Page:Ribot - Revue philosophique de la France et de l’étranger, tome 14.djvu/163

La bibliothèque libre.
Le texte de cette page a été corrigé et est conforme au fac-similé.
159
DELBŒUF. — déterminisme et liberté

celles qu’il subit en propre. La mécanique enseigne à faire cette composition. L’opération faite montre qu’en dernière analyse tous ces mouvements divers se ramènent à un mouvement de translation et à un mouvement de rotation.

Ce que nous disons du point, conception imaginaire, s’applique à un corps solide quelconque. Ainsi le mouvement d’un caillou lancé à la main, de même que celui de la Lune dans l’espace, se réduit facilement à un mouvement de translation et à un mouvement de rotation autour de son centre de gravité.

Mais nous pouvons aller plus loin encore dans la voie de la simplification. Rien n’empêche d’imprimer, par l’imagination, à l’univers un mouvement tel que le corps que l’on considère se meuve dans l’espace absolu d’un mouvement rectiligne et uniforme, Considérons, par exemple, les mouvements capricieux de la bille sur la roulette.
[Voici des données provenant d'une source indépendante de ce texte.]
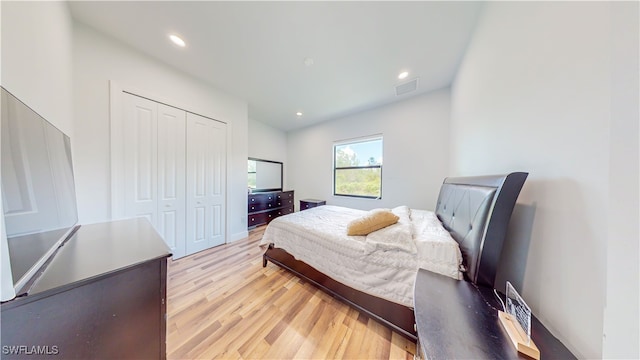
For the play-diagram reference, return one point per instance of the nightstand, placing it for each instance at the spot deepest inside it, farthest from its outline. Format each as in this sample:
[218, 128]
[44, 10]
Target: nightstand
[309, 203]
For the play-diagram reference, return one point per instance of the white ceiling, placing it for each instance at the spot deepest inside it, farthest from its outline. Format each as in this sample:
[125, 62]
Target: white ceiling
[256, 50]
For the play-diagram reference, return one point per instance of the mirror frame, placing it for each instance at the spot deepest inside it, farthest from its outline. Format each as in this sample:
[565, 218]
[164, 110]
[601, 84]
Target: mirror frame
[281, 175]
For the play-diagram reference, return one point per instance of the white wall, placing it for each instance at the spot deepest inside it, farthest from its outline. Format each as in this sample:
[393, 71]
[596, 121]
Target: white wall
[534, 93]
[415, 153]
[622, 310]
[268, 143]
[37, 68]
[99, 60]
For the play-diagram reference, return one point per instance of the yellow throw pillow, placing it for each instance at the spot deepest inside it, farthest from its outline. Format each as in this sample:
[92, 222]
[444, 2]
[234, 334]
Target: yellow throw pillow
[372, 221]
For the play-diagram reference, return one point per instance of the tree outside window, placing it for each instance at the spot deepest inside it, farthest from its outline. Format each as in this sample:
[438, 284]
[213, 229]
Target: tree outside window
[358, 168]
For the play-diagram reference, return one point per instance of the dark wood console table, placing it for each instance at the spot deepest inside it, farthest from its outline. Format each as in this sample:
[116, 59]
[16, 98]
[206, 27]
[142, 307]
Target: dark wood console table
[102, 296]
[459, 320]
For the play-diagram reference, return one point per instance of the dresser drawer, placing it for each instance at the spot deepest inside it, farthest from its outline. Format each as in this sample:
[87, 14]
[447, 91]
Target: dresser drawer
[259, 202]
[285, 210]
[264, 207]
[309, 203]
[256, 219]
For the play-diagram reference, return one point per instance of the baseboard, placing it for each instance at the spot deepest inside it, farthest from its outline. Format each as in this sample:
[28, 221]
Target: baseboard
[238, 236]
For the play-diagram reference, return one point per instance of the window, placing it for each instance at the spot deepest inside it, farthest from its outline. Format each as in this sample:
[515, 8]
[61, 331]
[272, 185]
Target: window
[358, 168]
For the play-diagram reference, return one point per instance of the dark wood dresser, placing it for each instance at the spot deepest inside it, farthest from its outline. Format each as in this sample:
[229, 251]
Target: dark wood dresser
[102, 296]
[459, 320]
[266, 206]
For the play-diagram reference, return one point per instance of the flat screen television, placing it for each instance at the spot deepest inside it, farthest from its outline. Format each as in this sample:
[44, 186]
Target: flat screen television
[38, 189]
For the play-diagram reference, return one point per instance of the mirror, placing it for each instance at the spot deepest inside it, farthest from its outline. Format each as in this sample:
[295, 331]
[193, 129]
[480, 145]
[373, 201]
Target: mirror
[264, 175]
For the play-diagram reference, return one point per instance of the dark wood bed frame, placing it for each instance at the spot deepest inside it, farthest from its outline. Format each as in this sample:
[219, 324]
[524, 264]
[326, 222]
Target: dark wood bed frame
[475, 210]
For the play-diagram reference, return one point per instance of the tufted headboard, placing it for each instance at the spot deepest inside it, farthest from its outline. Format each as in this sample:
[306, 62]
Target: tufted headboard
[476, 211]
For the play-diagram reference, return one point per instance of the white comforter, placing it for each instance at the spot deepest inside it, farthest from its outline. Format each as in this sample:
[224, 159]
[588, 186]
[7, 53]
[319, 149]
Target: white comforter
[383, 264]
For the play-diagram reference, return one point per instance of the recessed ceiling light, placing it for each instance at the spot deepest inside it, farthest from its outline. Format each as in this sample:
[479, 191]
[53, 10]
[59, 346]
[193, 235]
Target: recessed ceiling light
[177, 40]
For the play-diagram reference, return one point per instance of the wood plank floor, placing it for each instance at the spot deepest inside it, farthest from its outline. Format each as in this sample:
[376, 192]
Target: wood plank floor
[222, 304]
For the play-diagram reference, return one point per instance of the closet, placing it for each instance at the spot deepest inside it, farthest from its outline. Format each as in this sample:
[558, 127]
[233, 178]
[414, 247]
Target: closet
[170, 167]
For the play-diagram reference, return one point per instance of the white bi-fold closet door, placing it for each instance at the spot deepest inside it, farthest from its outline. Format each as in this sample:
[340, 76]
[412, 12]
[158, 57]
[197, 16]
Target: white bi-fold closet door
[174, 173]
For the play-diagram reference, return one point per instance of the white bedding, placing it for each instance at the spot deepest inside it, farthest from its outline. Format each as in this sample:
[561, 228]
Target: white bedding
[383, 264]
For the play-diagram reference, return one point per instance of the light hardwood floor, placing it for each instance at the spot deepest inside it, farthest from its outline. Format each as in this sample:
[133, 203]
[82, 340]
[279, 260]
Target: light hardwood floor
[222, 304]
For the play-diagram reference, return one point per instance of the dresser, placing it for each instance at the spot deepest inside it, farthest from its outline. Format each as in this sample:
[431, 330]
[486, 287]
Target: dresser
[102, 296]
[456, 319]
[266, 206]
[311, 203]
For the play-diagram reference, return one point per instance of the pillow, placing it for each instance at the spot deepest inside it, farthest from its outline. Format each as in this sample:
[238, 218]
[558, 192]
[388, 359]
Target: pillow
[372, 221]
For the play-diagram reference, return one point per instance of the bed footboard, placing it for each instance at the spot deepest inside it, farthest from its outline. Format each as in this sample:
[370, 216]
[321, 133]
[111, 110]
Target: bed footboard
[395, 316]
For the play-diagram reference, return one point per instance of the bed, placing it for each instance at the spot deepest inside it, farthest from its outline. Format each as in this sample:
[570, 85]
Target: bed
[375, 275]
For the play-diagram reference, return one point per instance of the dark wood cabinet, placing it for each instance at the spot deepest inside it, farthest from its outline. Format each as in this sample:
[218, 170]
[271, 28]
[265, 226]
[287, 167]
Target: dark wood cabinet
[266, 206]
[102, 296]
[309, 203]
[456, 319]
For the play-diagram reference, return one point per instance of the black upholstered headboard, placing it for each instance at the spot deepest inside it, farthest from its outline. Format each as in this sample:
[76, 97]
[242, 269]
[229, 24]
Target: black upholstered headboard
[476, 211]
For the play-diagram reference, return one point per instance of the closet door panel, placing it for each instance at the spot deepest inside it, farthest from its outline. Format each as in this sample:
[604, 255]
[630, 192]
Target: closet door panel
[171, 178]
[140, 157]
[206, 173]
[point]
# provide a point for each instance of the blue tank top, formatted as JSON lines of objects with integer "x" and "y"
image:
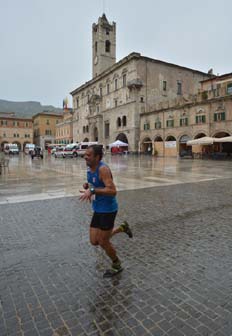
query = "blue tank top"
{"x": 101, "y": 204}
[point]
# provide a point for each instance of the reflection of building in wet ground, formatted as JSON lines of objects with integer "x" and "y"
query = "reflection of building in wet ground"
{"x": 15, "y": 130}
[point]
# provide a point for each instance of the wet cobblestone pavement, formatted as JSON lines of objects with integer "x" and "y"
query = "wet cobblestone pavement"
{"x": 177, "y": 277}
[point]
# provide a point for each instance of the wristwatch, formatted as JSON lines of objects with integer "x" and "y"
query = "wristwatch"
{"x": 92, "y": 190}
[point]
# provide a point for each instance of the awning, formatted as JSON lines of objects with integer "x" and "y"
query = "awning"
{"x": 224, "y": 139}
{"x": 201, "y": 141}
{"x": 118, "y": 143}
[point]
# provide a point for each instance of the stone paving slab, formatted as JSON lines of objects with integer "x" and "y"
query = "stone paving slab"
{"x": 177, "y": 276}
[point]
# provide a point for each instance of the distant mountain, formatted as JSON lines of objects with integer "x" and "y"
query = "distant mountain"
{"x": 26, "y": 109}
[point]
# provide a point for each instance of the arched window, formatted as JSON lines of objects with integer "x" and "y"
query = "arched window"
{"x": 119, "y": 122}
{"x": 107, "y": 46}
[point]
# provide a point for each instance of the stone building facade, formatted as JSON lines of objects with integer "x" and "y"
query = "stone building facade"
{"x": 111, "y": 104}
{"x": 167, "y": 128}
{"x": 15, "y": 129}
{"x": 44, "y": 128}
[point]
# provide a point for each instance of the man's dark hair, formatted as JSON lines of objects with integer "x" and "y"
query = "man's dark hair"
{"x": 97, "y": 150}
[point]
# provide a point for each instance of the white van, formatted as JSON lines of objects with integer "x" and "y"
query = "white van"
{"x": 11, "y": 149}
{"x": 81, "y": 148}
{"x": 29, "y": 148}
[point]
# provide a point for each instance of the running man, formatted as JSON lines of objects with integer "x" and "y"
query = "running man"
{"x": 101, "y": 191}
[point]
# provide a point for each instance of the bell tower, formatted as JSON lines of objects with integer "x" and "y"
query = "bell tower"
{"x": 103, "y": 45}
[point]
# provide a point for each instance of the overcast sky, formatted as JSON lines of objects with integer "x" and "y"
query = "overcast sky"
{"x": 46, "y": 45}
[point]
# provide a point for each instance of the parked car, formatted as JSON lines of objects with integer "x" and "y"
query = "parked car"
{"x": 59, "y": 153}
{"x": 37, "y": 152}
{"x": 57, "y": 149}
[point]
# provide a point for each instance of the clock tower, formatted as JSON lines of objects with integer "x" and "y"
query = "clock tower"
{"x": 104, "y": 45}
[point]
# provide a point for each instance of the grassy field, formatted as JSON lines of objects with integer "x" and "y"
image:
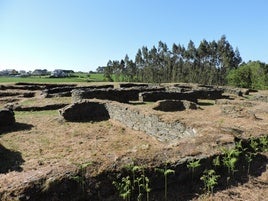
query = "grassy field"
{"x": 78, "y": 77}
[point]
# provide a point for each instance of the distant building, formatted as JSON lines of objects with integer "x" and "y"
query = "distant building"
{"x": 9, "y": 72}
{"x": 39, "y": 72}
{"x": 62, "y": 73}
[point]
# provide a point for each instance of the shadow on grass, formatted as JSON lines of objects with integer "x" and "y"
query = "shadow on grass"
{"x": 10, "y": 160}
{"x": 16, "y": 127}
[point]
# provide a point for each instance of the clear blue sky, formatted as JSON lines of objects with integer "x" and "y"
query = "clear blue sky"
{"x": 84, "y": 34}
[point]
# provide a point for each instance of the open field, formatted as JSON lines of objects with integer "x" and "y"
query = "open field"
{"x": 47, "y": 158}
{"x": 78, "y": 77}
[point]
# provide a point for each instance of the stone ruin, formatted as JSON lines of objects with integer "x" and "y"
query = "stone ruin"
{"x": 7, "y": 117}
{"x": 128, "y": 115}
{"x": 111, "y": 103}
{"x": 174, "y": 105}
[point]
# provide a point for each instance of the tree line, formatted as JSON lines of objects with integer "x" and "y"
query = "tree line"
{"x": 208, "y": 63}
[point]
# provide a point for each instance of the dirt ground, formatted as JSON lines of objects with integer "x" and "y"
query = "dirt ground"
{"x": 42, "y": 146}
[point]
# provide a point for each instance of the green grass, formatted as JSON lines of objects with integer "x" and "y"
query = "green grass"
{"x": 78, "y": 77}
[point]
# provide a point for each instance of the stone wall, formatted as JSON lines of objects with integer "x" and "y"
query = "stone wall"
{"x": 85, "y": 111}
{"x": 148, "y": 123}
{"x": 129, "y": 116}
{"x": 188, "y": 95}
{"x": 123, "y": 95}
{"x": 164, "y": 95}
{"x": 65, "y": 91}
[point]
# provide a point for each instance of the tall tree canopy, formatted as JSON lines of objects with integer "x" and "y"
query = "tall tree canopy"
{"x": 207, "y": 63}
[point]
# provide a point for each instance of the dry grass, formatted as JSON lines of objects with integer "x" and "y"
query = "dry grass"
{"x": 48, "y": 144}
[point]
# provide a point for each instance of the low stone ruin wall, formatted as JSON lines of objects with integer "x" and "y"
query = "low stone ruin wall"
{"x": 129, "y": 116}
{"x": 119, "y": 95}
{"x": 150, "y": 124}
{"x": 85, "y": 111}
{"x": 236, "y": 91}
{"x": 65, "y": 91}
{"x": 174, "y": 105}
{"x": 262, "y": 98}
{"x": 129, "y": 85}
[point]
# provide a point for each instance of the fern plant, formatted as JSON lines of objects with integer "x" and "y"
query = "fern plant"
{"x": 210, "y": 180}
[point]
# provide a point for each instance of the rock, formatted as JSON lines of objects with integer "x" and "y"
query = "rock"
{"x": 7, "y": 117}
{"x": 174, "y": 105}
{"x": 84, "y": 111}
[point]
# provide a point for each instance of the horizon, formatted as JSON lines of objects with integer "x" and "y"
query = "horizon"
{"x": 83, "y": 35}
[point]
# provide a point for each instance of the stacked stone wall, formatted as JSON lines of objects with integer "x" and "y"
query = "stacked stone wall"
{"x": 119, "y": 95}
{"x": 151, "y": 124}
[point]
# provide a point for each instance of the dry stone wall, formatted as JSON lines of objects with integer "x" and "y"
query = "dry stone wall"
{"x": 148, "y": 123}
{"x": 151, "y": 124}
{"x": 188, "y": 95}
{"x": 123, "y": 95}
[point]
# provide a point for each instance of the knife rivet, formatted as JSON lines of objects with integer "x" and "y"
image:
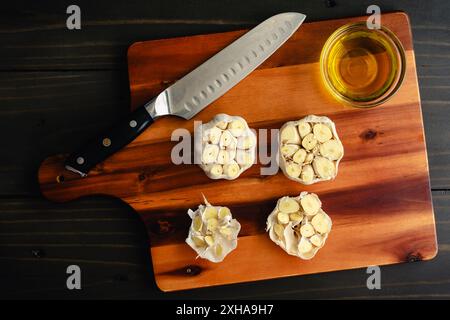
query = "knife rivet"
{"x": 106, "y": 142}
Il est aisé de se figurer que l’on pourrait remuer la roulette de telle façon que la bille, pour un œil qui serait dirigé uniquement sur elle, paraitrait absolument immobile. Et si maintenant la personne qui imprime ces mouvements à la roulette se mettait à suivre uniformément une ligne droite, cet œil verrait la bille décrire une ligne droite d’un mouvement uniforme.

Quelque compliqués donc que soient les mouvements des corps, on peut les simplifier au moyen d’une fiction parfaitement légitime.

Usons de cette faculté : ne considérons dans l’univers qu’une portion de droite solide, animée d’un mouvement uniforme de translation suivant sa propre direction. Nous choisissons une droite solide comme nous aurions pu choisir une figure solide quelconque. Mais, dans cette figure, nous détachons par la pensée une série de points en ligne droite pour rendre le raisonnement plus intuitif.

Une raison analogue nous fait adopter le mouvement uniforme : il est le symbole du temps mécanique[1].

Incarnons maintenant une force libre dans une goutte de matière amiboïde. Pour mieux aider l’imagination, représentons-nous cette goutte comme uniquement capable d’agir transversalement sur la barre mobile, au moyen d’un bras adventice, en déplaçant, cela va de soi, son propre centre de gravité. Nous avons vu que le mouvement du centre de gravité du système formé par la barre et la goutte ne sera nullement affecté par ces déplacements mutuels. Quant à la propulsion du bras, elle s’obtient par la détente des ressorts qui unissent les molécules vivantes du corps de l’animal.

  1. Dans notre Essai de Logique scientifique, p. 215, nous définissons le temps mécanique : un mouvement uniforme arbitraire pris pour unité de mouvement.